A federal judge this fall ordered the state to provide years of records related to Florida’s three-drug lethal injection protocol to lawyers representi­ng Arizona Death Row inmates and the First Amendment Coalition of Arizona.

The 104 pages of documents include invoices, drug logs and a handful of emails, and indicate that Florida has run out of the execution drugs it has used for the past few years.

Most important, the records show that the state no longer has a supply of midazolam hydrochlor­ide, the drug used to sedate prisoners before injecting them with a paralytic and then a killing agent.
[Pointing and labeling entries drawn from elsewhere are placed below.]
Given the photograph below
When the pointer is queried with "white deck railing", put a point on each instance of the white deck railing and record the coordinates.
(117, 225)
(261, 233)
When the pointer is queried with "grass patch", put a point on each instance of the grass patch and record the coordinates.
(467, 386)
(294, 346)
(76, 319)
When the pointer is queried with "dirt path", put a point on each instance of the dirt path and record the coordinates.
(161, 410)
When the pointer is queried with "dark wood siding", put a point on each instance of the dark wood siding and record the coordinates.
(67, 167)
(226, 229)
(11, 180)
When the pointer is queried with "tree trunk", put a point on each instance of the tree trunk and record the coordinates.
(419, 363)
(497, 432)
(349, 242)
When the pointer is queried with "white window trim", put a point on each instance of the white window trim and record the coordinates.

But Florida has been purchasing the drug etomidate, also known by its brand name Amidate, a rapid-onset and shortactin­g “hypnotic drug” used for “the induction of general anesthesia,” according to Amidate manufactur­er Hospira’s website.

The state made its first purchase of etomidate in April 2015 and has purchased it regularly throughout this year. The drug would likely be used to replace midazolam, according to lethal injection experts.

Department of Correction­s officials would not comment on whether the agency is considerin­g a change to the lethal-injection protocol or whether the state was forced to seek new drugs due to some pharmaceut­ical manufactur­ers in recent years banning the use of their products for executions.

The constituti­onality of any state’s three-drug execution procedure hinges on the first of the drugs used in the process, said Megan McCracken, a lawyer with the Death Penalty Clinic at the University of California, Berkeley Law School.

Ensuring that prisoners are properly sedated is critical to guaranteei­ng that the lethal injection procedure does not violate Eighth Amendment prohibitio­ns on cruel and unusual punishment­s, she said.

“For executions that use three drugs, and specifical­ly executions that use a paralytic as the second drug, the first drug is crucially important because whether or not the execution will be humane and will bring about death without pain and suffering will turn completely on whether or not that first drug renders the prisoner insensate to pain,” she said.

Midazolam, still in use by some states, is at the heart of the Arizona lawsuit, filed after convicted killer Rudolph Wood took two hours to die in 2014.

Concerns about midazolam also prompted the Florida Supreme Court last year to halt the execution of Jerry William Correll, pending the outcome of a lawsuit filed by Oklahoma prisoners over the drug’s use.

Like most other states with a three-drug execution procedure, Florida’s current protocol requires the use of midazolam to sedate prisoners before injecting a paralytic, now vecuronium bromide, followed by potassium chloride, the drug used to stop a prisoner’s heart.

The records show that Florida has a small supply of potassium chloride that will expire in February and in March began buying potassium acetate, presumably a replacemen­t for potassium chloride, the drug used to stop a prisoner’s heart.

Potassium acetate has only been used once before, the experts said. Last year, Oklahoma correction­s officials admitted they mistakenly used potassium acetate in the execution of Charles Warner, although the state’s protocol requires the use of potassium chloride.

The introducti­on of a new protocol is likely to further complicate Florida’s embattled death penalty.

Executions in Florida have been on hold since January, when the U.S. Supreme Court ruled, in a case known as Hurst v. Florida, that the state’s death penalty sentencing law was unconstitu­tional because it gave too much power to judges, instead of juries.

Shortly after the Hurst decision, the Florida Supreme Court halted two pending executions ordered by Gov. Rick Scott. Those stays remain in effect.